Edited version published: Sunday Magazine (19 April 2010)
I’m an early bird. But don’t worry – I’m not one of those annoying types who might call at 8am on Sunday while you’re in the midst of a delicious early-morning dream to ask are you awake yet? And do you want to have coffee? Much as I might like to, I’ve learned that calling before 10am on the weekend is socially unacceptable, even if you have children. If the ten commandments got a modern day rewrite, this would top the list.
I don’t know quite how I turned out this way. In my teenage years the alarm clock was the enemy, the unwelcome herald of another day’s scholastic and parental control. In my twenties it meant work, work and more work.
These days, I don’t even need an alarm. My body clock has it all under control. Beaky twitters from outside the window? Check. Hazy light playing around the edge of the blinds? Check. Dawning awareness of the need to be somewhere or do something? Check. Good morning, sunshine.
The problem is, unless you have a penchant for the metaphorical worms of the human world – such as catching your paper as the delivery boy hurls it over the fence - there are problems with the morning person’s manifesto. Yes, the working week is generally skewed in our favour but the leisure world, where all the fun stuff happens, is not. How can I stay up late and be any kind of fun when I’m already cranky by lunchtime?
The answer? My secret weapon in the fight against fatigue: the afternoon snooze.
My favourite variety is the disco nap. Instructions: apply eye mask and ear plugs, announce ‘goodbye, cruel world’, and hit the pillow. Sometimes I wake up a little confused, but I’m fresh as a daisy, and ready to party. (Note: this is entirely different to the “Nana Nap”, which is designed purely to see people such as my grandmother through to Neighbours and Home and Away, a light supper, then bedtime.)
Of course, I didn’t invent this. It’s long been a staple in hot countries, where people regularly eat dinner much later and prefer to spend a little time enjoying themselves once work and the heat of the day are out of the way. The Serbs, for example, don’t telephone or visit each other between 2 and 5pm, for fear of disturbing a nap. Almost all schools in mainland China and Taiwan have a half-hour nap period right after lunch.
In Bangladesh and West Bengal the term is bhat-ghum, literally "rice-sleep”, while in southern Germany it’s a mittagspause or mittagsruhe. And we mustn’t forget the afternoon nap par excellence: the Spanish siesta. Shops close their doors, shutters come down, and eyelids across the nation close for a shady afternoon slumber.
I’m all for it. And you should be too: naps are good for you. A 2007 study by the Harvard School of Public Health concluded that people who regularly take a siesta are significantly less likely to die of heart disease, Australia’s biggest killer. They suggest that napping might play an important role in dealing with stress, and that a quick snooze is part of the normal biological rhythm of daily living. It makes sense; the biological clock driving sleep and wakefulness has two cycles each day, one of which usually dips in the early afternoon.
Which helps explain why naps sometimes just sneak up on us. A friend of mine nodded off at her computer in the middle of an open plan office a few weeks ago, much to the delight of her colleagues around her. It started us thinking. Naps are par for the course for the littlies at kindergarten. Why couldn’t Australian workplaces provide a nap space too?

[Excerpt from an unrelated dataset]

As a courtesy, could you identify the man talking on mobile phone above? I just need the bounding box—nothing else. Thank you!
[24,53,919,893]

After all, my narcoleptic friend isn’t alone in catching a few Zs on the job. Winston Churchill was famous for it. He slept just six hours a night, but topped himself up with a two-hour powernap during the day, reportedly advising other wannabe snoozers not to do it by halves, and to get fully undressed and into bed first.
Surrealist artist and filmmaker Salvador Dali would nod off sitting upright in a chair, holding a metal bowl in one hand and marbles or a spoon in the other. As soon as he hit deep sleep, the objects would drop noisily into the bowl, and he’d wake up refreshed and ready to continue working (the “Dali Nap”).
We napaholics tend to regard non-nappers and short sleepers with suspicion. How can any human continue to be, well, human, if their tank is half empty? Take our own Kevin Rudd, who’s reportedly shy of sleep, as Therese Rein let slip to the press last July. “Kevin starts [work] at around six in the morning. He might get to bed around one or two, or maybe three,” she said. “He doesn't need a lot of sleep.” Apparently he’s been like this since his university days. All I can say is, yikes. Would you let this man pilot your plane? Have a cup of warm milk and a lie down, Kev. We won’t tell anyone.